As they entered the kitchen, he said, “I saw Edwin on the road and it scared me, thinking of you in here alone, and no telling what he’ll do, and then I came in here and you had that whole tea party going, and I just wanted to smash something. Didn’t really mean for it to be you.”

She listened and nodded. “Apology accepted.”

He reached under his shirt in the back and brought out a revolver. He put it on the table, “You know how to use this?”

She paused in the act of pouring a mugful of coffee. “A gun?”

“I believe I could use a cup myself,” he said.

Automatically, she took a mug off a hook and filled it for him. “I’ve never fired a gun in my life.” She carried the cups to the table and put them down. “They look so evil.”

“No good for anything except killing,” he agreed. “But I ain’t gonna have a four-year-old out here trying to defend you. You gonna learn to do that yourself.”

She stared at the gun for a long moment, then recognized the truth in his words. “All right. What do I do?”

“First, you always figure a gun is loaded.” He flipped open the chamber and took the bullets out, piling them carefully on the oilcloth, then held the gun out toward her. “Go on.
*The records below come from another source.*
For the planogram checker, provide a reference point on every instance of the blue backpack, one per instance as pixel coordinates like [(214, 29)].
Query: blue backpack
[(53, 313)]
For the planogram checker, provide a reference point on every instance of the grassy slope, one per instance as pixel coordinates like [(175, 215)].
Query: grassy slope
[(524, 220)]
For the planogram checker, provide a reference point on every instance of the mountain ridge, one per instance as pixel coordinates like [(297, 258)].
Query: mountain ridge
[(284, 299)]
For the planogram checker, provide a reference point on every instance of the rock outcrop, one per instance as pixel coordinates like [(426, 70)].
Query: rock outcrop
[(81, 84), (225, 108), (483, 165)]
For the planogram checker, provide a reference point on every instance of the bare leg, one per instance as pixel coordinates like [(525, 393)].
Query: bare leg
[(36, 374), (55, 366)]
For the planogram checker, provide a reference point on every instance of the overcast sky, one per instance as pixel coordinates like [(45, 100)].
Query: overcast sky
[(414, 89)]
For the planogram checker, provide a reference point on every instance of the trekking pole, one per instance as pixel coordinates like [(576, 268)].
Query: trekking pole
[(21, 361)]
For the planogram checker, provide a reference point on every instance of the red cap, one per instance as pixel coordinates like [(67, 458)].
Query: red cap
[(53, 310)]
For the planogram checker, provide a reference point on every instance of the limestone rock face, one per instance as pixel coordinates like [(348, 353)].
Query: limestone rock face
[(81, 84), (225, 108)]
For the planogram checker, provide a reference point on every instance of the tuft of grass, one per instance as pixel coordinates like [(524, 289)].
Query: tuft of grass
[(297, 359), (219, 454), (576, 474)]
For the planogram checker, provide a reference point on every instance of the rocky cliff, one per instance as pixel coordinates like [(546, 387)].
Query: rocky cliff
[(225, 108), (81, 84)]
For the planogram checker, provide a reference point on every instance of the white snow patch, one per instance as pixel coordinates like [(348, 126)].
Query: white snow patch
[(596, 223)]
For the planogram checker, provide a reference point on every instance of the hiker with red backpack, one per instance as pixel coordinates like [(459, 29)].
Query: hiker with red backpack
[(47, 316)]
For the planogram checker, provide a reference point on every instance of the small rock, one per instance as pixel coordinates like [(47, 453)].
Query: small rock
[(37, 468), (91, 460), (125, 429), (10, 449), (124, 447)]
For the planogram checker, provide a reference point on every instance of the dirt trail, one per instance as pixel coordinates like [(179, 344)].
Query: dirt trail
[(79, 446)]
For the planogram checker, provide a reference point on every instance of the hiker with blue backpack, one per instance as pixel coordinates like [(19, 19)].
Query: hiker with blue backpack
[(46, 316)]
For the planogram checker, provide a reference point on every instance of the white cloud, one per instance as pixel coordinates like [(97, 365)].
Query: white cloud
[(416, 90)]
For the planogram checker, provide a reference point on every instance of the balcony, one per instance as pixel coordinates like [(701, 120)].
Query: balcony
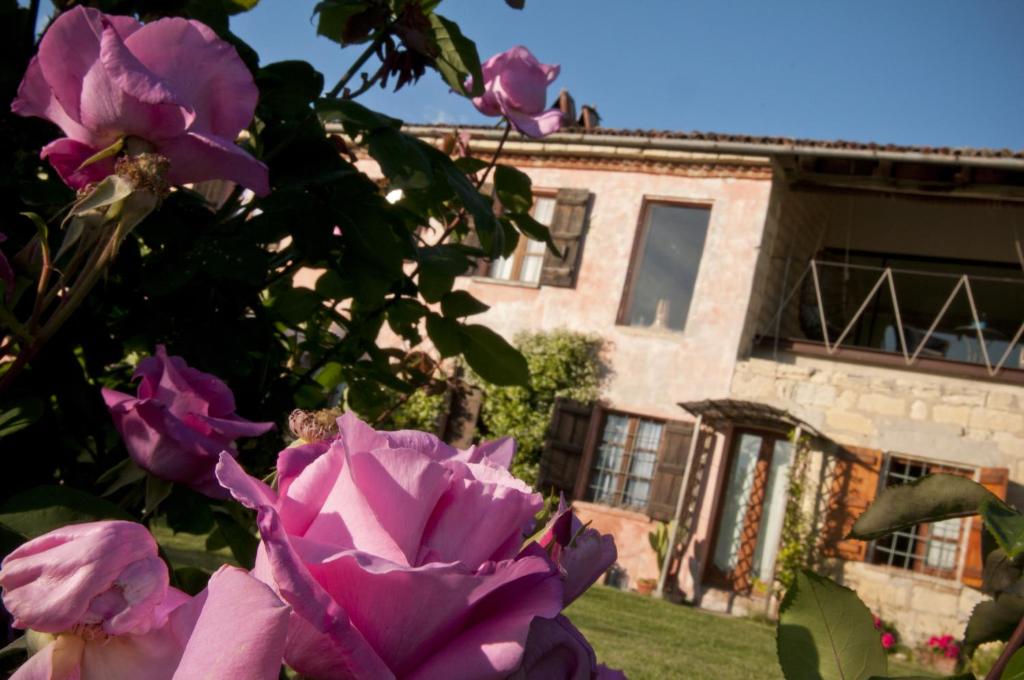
[(963, 317)]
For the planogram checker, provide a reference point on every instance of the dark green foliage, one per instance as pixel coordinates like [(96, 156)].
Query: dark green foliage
[(561, 364)]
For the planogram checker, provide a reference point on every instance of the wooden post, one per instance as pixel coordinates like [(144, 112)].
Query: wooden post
[(664, 572)]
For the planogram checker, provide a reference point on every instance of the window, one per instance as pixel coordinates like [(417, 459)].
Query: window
[(624, 463), (665, 266), (932, 549), (750, 525), (525, 263)]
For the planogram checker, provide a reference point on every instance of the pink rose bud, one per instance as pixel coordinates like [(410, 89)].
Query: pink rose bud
[(103, 577), (179, 423), (400, 555), (582, 554), (515, 86), (171, 83)]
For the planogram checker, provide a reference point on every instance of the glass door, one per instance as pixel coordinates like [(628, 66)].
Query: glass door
[(750, 525)]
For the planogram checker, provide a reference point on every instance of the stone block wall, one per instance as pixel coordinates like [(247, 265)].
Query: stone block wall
[(949, 420)]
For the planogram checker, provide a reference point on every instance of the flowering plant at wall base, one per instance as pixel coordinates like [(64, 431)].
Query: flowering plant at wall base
[(825, 631)]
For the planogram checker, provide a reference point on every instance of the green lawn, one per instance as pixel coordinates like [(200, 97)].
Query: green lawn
[(653, 639)]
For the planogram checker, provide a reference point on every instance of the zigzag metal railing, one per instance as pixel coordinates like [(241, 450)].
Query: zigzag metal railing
[(964, 281)]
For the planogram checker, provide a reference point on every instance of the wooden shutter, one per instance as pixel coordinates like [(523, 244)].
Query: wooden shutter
[(482, 264), (995, 480), (854, 484), (563, 448), (567, 227), (674, 449)]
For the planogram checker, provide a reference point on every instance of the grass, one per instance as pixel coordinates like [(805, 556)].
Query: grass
[(651, 639)]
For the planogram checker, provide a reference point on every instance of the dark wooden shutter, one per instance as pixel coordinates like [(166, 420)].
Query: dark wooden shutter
[(674, 449), (854, 484), (567, 227), (995, 480), (482, 265), (563, 448)]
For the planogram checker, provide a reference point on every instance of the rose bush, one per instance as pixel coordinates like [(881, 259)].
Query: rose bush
[(516, 86), (172, 84), (402, 557), (179, 422), (101, 593)]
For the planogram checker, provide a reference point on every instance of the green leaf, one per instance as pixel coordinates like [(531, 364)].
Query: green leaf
[(992, 621), (458, 59), (107, 193), (826, 633), (239, 539), (401, 158), (445, 334), (930, 499), (157, 491), (1006, 524), (43, 509), (121, 475), (19, 416), (331, 375), (493, 357), (354, 117), (534, 229), (1015, 669), (110, 152), (460, 303), (514, 188), (192, 579)]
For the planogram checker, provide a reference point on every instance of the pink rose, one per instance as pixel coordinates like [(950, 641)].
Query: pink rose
[(56, 583), (582, 554), (400, 555), (516, 86), (556, 649), (172, 83), (179, 423), (101, 593)]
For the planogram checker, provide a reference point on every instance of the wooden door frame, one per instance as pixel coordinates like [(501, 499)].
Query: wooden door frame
[(711, 575)]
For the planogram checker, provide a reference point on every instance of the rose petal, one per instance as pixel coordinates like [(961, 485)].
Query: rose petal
[(203, 70), (196, 157)]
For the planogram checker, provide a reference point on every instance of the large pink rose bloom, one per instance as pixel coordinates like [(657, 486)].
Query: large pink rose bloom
[(101, 593), (179, 422), (172, 83), (400, 555), (516, 86)]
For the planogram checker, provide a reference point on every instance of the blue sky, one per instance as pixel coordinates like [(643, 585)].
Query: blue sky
[(916, 72), (912, 72)]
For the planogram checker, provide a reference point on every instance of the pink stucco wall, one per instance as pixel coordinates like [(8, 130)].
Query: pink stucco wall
[(651, 370)]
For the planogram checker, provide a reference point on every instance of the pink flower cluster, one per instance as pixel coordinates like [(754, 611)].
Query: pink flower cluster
[(382, 555), (944, 644)]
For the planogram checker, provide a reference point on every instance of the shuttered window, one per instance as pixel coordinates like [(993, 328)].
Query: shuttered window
[(857, 475), (564, 212)]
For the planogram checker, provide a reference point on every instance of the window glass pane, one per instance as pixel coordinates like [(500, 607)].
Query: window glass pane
[(501, 267), (770, 530), (667, 270), (608, 459), (737, 497), (544, 210), (532, 261)]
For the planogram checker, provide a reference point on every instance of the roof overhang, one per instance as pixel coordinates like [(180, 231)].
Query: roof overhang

Get the feel of it.

It was a lot heavier than it looked, and it took both hands to hold it steady, but once she had it straight, she squared her shoulders. Isaiah showed her the mechanics, how to line up a shot, how to fire. His arm brushed her shoulder, his chest was warm behind her, and she knew she would think about it later. For now, she listened, practiced with the empty gun, tried to get the feeling of it.

“When there’s bullets in there, it’ll kick,” he said, “and there’s no way to show you how to make up for that. You’ll just have to practice. Take it outside and use a tin can or something when you got time.”

“All right. Show me how to put the bullets in.”

He loaded the first, then let her do the rest. “Go right now and put it someplace safe, high enough it’s out of reach of Paul. “

She picked it up, testing the heft, and looked at him dead on. “I will use it, Isaiah, if I have to. God helps those who help themselves.”

There was tenderness in his eyes as he looked at her, and she knew that the bruises were visible here, in this light.